Lead is compressed reversibly with T const, find dS

[Kara386]

Homework Statement

Lead is compressed reversibly and with temperature kept constant at 300K, and from pressure of 1bar to 1000 bar. Assuming the change in volume is small, what is the change in entropy S? Use the Maxwell relation derived from Gibbs free energy function. V = $10^{-3}m^3$.

Homework Equations

$(\frac{\partial{V}}{\partial{T}})_p = -(\frac{\partial{S}}{\partial{p}})_T$ Maxwell Relation
$\kappa = \frac{1}{V}(\frac{\partial{V}}{\partial{T}})_p = 8\times 10^{-5}K^{-1}$
$\beta = -\frac{1}{V}(\frac{\partial{V}}{\partial{p}})_T = 2.2\times 10^{-6}bar^{-1}$ Where the T is meant to be a subscript denoting T constant for that derivative, but I can't make it look much like a subscript.

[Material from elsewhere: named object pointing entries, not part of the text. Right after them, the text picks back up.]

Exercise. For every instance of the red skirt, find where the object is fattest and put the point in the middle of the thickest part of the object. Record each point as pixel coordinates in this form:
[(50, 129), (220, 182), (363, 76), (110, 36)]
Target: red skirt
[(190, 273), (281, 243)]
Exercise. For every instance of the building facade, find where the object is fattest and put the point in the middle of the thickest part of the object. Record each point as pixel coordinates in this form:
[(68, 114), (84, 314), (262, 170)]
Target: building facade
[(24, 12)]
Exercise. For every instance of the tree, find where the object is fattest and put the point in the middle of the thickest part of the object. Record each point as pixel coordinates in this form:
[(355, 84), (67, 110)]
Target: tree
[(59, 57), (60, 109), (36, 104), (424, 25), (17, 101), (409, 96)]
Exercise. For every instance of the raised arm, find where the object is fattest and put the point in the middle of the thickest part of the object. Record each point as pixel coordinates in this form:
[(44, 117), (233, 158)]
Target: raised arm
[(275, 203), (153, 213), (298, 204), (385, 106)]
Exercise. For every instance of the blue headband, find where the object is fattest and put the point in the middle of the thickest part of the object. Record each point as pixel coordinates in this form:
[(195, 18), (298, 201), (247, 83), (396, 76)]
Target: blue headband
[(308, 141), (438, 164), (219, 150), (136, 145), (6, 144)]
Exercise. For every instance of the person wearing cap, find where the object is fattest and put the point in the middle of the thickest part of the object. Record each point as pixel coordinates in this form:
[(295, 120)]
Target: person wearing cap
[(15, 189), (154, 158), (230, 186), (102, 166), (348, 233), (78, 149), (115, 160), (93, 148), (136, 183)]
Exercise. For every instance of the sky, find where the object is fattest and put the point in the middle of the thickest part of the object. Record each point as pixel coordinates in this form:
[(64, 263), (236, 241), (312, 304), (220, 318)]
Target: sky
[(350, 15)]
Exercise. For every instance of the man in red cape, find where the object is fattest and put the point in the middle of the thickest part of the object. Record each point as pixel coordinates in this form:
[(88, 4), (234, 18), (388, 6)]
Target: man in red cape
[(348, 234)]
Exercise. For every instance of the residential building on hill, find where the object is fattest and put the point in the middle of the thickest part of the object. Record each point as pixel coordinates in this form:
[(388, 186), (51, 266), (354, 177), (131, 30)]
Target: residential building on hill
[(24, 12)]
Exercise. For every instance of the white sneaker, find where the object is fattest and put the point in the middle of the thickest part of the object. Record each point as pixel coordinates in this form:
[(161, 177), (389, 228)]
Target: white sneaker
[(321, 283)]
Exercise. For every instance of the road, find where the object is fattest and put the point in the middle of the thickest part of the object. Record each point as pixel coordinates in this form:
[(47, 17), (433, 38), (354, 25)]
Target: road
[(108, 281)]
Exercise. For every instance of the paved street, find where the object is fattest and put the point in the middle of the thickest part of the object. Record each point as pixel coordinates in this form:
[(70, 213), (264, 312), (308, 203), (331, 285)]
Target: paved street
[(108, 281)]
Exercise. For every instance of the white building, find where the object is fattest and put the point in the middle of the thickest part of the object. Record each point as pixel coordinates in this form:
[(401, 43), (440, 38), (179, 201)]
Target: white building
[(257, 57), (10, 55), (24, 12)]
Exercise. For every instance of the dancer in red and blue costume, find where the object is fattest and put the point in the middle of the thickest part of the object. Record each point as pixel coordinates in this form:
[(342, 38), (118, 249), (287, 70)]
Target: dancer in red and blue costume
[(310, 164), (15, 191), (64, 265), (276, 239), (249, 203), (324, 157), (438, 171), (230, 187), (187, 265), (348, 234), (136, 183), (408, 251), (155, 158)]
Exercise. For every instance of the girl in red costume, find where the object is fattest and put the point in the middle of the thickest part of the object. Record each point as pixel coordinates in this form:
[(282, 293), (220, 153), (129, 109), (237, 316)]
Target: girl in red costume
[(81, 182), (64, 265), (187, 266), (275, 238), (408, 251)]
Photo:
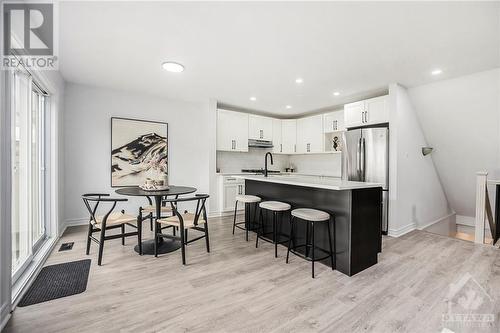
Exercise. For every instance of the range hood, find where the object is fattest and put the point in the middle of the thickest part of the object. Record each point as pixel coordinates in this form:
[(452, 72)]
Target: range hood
[(260, 143)]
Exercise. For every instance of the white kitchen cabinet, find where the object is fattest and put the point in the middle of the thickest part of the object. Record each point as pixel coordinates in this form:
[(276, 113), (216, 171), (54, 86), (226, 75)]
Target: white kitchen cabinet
[(353, 114), (310, 134), (232, 131), (377, 111), (277, 140), (333, 121), (288, 136), (260, 128), (368, 112), (231, 187)]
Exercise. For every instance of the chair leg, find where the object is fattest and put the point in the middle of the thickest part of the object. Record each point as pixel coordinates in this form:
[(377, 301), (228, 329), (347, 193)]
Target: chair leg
[(101, 245), (234, 217), (247, 220), (334, 244), (88, 238), (259, 228), (156, 239), (307, 239), (290, 239), (139, 235), (206, 236), (123, 234), (313, 247), (275, 236), (183, 247)]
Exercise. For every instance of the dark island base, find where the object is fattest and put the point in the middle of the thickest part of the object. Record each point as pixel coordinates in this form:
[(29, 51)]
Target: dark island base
[(358, 216)]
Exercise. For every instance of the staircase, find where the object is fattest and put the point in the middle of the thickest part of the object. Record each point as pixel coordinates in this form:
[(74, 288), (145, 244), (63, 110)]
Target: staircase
[(484, 212)]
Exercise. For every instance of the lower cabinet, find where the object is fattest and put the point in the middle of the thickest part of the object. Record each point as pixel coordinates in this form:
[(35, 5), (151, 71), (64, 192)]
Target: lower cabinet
[(230, 188)]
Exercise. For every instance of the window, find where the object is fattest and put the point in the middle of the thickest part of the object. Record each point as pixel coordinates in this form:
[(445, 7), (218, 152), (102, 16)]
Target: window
[(29, 104)]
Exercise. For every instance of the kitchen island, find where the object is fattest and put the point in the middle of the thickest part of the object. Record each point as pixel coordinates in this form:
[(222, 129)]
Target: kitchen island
[(357, 207)]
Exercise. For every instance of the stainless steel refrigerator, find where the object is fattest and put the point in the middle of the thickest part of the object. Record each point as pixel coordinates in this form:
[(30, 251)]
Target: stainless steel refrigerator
[(366, 159)]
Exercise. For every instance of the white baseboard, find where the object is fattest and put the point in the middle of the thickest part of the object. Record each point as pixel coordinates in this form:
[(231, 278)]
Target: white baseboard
[(436, 221), (401, 231), (470, 221)]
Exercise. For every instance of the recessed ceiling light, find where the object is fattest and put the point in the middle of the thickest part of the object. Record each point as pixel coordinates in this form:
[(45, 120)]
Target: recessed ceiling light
[(172, 67)]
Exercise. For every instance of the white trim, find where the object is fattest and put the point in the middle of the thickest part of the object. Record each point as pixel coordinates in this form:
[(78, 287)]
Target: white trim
[(401, 231), (29, 275), (469, 221), (5, 314), (441, 219)]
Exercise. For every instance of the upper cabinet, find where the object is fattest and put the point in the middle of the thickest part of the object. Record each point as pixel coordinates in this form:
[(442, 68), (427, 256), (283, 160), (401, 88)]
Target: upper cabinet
[(310, 134), (333, 122), (288, 136), (277, 140), (368, 112), (232, 131), (260, 128)]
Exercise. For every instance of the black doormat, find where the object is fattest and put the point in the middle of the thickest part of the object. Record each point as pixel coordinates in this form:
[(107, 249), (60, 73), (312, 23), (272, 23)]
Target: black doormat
[(58, 281)]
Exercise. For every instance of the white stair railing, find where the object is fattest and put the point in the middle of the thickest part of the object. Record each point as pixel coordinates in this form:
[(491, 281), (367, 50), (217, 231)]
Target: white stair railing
[(483, 208)]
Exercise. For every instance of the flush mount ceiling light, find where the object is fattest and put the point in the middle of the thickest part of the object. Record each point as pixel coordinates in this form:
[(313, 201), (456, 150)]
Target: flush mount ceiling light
[(173, 67)]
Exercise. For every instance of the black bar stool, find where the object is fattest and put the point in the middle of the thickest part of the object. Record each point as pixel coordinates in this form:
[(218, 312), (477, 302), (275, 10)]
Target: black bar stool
[(247, 200), (311, 216), (275, 207)]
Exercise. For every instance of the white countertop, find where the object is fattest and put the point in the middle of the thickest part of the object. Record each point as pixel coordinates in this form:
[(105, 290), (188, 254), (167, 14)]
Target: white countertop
[(328, 183)]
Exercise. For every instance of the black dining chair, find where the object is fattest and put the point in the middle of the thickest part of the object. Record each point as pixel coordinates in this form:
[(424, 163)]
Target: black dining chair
[(108, 221), (194, 221), (148, 212)]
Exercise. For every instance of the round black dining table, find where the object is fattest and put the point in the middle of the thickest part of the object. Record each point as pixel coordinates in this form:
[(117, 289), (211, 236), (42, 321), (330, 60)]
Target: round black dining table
[(164, 245)]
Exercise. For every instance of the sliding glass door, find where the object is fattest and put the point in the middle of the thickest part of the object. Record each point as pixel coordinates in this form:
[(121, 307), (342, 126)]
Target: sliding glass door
[(28, 158)]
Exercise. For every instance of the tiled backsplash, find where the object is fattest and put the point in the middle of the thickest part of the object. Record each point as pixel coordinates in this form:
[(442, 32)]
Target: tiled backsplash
[(320, 164)]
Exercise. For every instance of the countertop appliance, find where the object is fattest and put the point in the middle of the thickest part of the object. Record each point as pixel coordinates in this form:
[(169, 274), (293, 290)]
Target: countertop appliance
[(366, 159)]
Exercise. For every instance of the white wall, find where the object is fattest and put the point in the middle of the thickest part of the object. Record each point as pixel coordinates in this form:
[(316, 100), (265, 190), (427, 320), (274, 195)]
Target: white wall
[(318, 164), (233, 162), (88, 139), (460, 119), (416, 195)]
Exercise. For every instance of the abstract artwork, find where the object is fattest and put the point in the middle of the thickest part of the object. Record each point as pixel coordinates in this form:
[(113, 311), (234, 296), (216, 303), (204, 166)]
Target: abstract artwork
[(139, 150)]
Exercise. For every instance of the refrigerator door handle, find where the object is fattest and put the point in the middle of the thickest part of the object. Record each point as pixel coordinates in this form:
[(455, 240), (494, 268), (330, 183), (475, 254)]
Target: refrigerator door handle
[(363, 153), (358, 159)]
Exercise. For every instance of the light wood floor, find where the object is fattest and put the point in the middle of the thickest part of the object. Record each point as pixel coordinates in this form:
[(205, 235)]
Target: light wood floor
[(237, 288)]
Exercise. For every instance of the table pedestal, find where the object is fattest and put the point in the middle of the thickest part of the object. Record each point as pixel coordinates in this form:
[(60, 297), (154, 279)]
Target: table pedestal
[(164, 246)]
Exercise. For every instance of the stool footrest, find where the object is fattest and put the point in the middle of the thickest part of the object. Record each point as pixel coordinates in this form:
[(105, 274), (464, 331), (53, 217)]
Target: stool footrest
[(237, 225), (270, 240), (294, 251)]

3. The Attempt at a Solution
From the Maxwell Relation,
$\kappa V = -(\frac{\partial{S}}{\partial{p}})_T$
And since the process is isothermal and I know dP, I'm wondering whether I can't just rearrange so that
$\kappa V \partial p = \partial S$
But that seems like wrong maths in terms of how you're allowed to treat derivatives. I suppose I'm essentially asking if that manipulation is allowed, and if not, I've tried using cyclic relationships, the central equation and other Maxwell relations but I can't seem to get anywhere. So what would I do instead?!

Thanks for any help!

 

[Chestermiller]

Looks correct to me.

 

[Kara386]

Looks correct to me.

OK, thanks! But why can I do that without integrating? Because doesn't $dp$ represent a small change in $p$, while we're looking at a change of $999bar$ in this case?

 

[Chestermiller]

OK, thanks! But why can I do that without integrating? Because doesn't $dp$ represent a small change in $p$, while we're looking at a change of $999bar$ in this case?

Between 1 bar and 1000 bars, the volume only changes of 0.2%. So, it is essentially constant. So, the integrand is essentially constant.